Rep. Ted Lieu, D-Calif., said two other people heard the call as well and there were four people at the lunch. The Associated Press has already identified one of the other people who heard the call as Suriya Jayanti, a foreign service officer based in Kyiv.

In Trump's phone call with Zelenskiy the previous day, he asked for a "favor," according to an account provided by the White House. He wanted an investigat­ion of Democrats and 2020 rival Joe Biden. Later it was revealed that the administra­tion was withholdin­g military aid from Ukraine at the time.

Democrats are relying on the testimony of officials close to the Ukraine matter to make their case as they consider whether the president's behavior was impeachabl­e.

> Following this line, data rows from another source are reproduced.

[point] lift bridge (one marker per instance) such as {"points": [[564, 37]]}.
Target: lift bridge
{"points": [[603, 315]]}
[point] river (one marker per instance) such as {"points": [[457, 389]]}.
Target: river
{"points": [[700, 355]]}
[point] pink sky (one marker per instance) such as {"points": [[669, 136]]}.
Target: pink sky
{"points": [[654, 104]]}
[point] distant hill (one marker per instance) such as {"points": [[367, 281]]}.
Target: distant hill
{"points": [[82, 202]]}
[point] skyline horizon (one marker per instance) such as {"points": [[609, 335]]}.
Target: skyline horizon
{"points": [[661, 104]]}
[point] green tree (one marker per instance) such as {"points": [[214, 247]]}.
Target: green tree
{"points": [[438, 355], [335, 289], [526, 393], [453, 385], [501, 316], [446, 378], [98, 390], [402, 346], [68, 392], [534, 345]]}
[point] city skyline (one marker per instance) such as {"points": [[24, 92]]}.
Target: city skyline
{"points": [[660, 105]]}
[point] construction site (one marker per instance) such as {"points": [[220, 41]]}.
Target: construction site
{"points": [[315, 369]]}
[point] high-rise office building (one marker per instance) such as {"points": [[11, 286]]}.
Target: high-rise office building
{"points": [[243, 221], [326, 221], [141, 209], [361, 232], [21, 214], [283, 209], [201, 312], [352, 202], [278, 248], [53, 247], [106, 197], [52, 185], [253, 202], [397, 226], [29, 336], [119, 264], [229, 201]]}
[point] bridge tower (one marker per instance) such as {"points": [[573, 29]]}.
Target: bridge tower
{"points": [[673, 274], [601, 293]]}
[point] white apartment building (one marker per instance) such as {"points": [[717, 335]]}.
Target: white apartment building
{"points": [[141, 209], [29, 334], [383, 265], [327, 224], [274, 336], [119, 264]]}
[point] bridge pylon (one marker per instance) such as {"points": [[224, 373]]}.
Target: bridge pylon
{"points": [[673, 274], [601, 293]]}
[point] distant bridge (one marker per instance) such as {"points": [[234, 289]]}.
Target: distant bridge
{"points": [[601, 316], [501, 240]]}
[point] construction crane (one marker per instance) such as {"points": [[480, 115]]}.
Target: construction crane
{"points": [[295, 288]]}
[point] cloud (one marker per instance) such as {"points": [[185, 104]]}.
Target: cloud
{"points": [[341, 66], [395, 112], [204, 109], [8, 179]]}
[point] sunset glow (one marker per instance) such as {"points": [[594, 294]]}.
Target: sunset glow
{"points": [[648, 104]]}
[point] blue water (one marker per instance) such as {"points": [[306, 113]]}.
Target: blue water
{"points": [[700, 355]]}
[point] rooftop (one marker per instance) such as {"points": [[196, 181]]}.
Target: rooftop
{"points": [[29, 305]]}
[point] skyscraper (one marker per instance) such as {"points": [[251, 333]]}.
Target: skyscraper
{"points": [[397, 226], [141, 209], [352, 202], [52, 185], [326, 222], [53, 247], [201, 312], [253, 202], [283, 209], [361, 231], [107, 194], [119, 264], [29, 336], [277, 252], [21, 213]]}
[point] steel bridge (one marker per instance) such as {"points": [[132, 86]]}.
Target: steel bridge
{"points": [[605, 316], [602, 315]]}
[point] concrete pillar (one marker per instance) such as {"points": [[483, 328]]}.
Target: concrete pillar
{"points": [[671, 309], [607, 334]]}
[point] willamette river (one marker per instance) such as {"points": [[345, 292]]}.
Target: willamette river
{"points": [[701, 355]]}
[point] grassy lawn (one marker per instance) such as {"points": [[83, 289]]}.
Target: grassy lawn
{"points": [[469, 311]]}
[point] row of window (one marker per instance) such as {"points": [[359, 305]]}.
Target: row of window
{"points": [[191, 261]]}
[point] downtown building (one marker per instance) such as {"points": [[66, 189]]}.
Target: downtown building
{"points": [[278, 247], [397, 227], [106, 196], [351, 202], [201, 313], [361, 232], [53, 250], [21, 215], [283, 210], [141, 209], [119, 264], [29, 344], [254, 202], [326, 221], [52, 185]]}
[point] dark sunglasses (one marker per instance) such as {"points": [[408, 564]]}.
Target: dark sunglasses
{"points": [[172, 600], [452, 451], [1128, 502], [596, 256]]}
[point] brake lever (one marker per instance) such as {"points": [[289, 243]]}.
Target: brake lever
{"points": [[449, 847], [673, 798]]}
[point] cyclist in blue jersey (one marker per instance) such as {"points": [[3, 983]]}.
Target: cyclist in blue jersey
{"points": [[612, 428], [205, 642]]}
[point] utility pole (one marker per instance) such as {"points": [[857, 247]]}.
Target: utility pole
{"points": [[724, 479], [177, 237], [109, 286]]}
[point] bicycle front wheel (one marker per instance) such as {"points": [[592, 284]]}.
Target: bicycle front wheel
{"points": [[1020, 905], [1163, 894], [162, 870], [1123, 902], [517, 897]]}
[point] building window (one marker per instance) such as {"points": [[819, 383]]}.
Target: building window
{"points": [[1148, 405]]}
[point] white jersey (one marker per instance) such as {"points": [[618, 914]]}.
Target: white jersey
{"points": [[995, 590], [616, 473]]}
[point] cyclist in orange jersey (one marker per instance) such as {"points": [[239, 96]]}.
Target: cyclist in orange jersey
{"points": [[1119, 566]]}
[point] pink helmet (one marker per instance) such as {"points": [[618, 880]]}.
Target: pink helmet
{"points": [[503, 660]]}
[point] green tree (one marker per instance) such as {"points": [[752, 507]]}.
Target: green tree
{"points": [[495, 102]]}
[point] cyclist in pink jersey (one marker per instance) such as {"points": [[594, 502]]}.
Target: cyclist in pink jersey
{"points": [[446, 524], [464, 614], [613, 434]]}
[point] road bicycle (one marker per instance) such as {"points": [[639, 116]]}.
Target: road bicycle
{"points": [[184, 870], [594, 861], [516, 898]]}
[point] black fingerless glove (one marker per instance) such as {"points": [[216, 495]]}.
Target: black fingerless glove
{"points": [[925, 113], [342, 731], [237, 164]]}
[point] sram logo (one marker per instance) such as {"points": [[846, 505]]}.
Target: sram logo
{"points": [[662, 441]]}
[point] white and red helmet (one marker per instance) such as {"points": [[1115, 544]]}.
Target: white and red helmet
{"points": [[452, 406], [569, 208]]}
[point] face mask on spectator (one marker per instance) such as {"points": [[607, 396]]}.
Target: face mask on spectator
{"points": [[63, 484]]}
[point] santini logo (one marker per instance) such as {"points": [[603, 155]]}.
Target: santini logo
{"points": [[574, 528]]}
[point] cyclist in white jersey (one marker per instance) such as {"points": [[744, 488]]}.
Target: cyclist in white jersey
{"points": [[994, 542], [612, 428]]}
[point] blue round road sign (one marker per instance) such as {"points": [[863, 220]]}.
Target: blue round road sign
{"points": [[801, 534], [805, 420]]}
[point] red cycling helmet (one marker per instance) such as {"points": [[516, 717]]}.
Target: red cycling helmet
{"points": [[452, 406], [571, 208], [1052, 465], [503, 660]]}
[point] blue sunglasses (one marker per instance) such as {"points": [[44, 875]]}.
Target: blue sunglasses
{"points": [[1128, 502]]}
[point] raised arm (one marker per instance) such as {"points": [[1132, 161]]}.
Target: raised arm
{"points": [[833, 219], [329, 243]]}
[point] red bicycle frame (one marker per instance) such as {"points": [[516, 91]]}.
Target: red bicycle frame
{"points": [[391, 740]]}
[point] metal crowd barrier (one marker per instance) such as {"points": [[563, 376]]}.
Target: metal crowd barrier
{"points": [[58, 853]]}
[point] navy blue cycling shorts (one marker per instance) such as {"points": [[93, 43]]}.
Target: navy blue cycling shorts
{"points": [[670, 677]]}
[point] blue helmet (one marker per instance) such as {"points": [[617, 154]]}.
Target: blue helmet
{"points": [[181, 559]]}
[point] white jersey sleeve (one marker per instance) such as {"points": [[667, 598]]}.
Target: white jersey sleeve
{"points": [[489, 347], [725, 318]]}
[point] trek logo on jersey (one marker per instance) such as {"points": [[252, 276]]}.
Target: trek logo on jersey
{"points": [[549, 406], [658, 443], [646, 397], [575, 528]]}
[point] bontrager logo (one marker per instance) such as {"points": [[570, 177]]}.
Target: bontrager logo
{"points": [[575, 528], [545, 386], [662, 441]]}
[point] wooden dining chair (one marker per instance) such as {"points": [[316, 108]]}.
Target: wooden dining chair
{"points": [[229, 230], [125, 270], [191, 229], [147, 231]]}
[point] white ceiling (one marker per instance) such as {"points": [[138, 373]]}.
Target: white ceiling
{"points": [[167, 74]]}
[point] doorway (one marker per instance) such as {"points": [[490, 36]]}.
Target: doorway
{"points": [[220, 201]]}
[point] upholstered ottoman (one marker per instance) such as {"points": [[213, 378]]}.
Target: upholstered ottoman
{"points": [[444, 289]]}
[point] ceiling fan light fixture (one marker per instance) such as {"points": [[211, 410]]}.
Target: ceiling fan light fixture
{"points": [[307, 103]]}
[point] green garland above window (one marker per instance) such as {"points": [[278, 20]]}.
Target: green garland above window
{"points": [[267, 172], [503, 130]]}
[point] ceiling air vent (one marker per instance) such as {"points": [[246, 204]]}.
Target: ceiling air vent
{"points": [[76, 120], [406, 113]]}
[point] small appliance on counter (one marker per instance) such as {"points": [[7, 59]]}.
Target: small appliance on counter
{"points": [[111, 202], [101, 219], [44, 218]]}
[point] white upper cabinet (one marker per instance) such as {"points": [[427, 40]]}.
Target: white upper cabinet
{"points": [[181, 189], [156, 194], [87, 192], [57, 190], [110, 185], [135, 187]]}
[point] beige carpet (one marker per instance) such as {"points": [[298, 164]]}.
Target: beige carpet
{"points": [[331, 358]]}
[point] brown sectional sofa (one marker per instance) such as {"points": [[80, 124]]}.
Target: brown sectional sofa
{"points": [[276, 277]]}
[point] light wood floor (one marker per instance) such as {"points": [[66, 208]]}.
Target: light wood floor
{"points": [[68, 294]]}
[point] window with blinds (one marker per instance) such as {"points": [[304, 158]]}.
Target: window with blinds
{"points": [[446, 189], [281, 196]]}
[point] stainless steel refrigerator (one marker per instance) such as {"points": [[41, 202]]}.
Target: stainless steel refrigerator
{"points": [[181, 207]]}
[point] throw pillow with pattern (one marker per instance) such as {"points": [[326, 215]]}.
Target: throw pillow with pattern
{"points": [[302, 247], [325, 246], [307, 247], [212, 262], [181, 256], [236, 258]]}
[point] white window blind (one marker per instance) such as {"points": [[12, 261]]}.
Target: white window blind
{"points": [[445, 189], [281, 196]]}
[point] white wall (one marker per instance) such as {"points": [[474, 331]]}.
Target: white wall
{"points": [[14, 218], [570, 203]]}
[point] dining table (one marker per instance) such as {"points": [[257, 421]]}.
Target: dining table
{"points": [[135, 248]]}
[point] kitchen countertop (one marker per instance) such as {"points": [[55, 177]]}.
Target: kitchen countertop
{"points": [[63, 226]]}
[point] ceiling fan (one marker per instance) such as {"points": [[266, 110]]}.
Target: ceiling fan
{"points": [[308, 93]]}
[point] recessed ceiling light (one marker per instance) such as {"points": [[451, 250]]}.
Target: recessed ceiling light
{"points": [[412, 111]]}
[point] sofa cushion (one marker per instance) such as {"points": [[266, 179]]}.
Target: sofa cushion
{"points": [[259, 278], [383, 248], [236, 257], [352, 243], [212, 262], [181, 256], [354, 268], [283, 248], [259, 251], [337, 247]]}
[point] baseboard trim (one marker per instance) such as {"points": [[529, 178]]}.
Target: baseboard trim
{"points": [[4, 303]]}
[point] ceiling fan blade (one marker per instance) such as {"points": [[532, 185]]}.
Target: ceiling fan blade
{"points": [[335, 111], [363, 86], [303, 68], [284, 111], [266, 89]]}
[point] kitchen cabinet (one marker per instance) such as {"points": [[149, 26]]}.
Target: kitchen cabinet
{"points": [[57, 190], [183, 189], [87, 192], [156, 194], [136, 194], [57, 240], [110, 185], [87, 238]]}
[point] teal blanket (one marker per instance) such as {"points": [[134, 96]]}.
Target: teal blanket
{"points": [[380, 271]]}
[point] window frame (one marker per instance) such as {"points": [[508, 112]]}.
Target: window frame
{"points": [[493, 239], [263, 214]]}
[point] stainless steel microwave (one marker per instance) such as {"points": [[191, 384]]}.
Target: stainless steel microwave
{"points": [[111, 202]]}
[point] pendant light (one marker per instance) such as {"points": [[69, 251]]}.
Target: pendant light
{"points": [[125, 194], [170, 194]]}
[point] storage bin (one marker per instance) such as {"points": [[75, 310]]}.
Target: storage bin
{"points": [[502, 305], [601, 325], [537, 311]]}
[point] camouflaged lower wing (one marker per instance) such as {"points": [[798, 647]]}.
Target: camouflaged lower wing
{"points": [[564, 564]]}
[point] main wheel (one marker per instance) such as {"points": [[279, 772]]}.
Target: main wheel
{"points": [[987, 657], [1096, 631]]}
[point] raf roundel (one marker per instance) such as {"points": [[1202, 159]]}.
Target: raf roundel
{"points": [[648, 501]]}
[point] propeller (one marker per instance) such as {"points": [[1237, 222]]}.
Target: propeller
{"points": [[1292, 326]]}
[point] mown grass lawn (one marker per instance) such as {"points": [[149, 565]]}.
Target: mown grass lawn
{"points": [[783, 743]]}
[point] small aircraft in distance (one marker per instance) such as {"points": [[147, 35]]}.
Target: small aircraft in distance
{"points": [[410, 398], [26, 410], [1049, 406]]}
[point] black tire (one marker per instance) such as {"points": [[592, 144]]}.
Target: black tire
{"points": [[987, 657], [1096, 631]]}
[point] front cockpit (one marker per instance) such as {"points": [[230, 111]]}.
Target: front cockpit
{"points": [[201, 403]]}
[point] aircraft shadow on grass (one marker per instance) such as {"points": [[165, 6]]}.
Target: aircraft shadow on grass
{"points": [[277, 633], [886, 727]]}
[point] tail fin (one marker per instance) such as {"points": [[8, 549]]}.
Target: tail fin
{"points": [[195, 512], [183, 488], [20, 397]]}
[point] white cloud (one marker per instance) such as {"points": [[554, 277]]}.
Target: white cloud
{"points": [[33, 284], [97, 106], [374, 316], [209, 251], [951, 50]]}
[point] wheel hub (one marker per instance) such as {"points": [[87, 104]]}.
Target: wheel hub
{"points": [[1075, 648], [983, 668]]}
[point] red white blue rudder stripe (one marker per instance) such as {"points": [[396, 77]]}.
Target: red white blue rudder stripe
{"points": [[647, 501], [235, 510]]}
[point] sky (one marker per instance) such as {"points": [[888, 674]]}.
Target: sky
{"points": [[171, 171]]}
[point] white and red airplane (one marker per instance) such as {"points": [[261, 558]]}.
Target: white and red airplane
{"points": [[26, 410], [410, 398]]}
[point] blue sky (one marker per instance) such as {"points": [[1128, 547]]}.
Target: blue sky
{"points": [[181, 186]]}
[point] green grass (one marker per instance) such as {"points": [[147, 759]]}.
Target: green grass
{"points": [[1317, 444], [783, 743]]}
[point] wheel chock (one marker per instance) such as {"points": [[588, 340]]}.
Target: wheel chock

Yovanovitc­h provides a key element, Schiff said, as someone whom Trump and Giuliani wanted out of the way to make room for others more favorable to their interests in Ukraine, an energy-rich country that has long struggled with corruption.

It became clear, he said, "President Trump wanted her gone."

The top Republican on the panel, Rep. Devin Nunes of California, bemoaned the hearings as a "daylong TV spectacle."

Republican­s complained that the ambassador, like other witnesses, can offer only hearsay testimony and only knows of Trump's actions secondhand. They note that Yovanovitc­h had left her position before the July phone call.

Nunes also pressed to hear from the still anonymous government whistleblo­wer who first alerted officials about Trump's phone call with Ukraine that is in question. "These hearings should not be occurring at all," he said.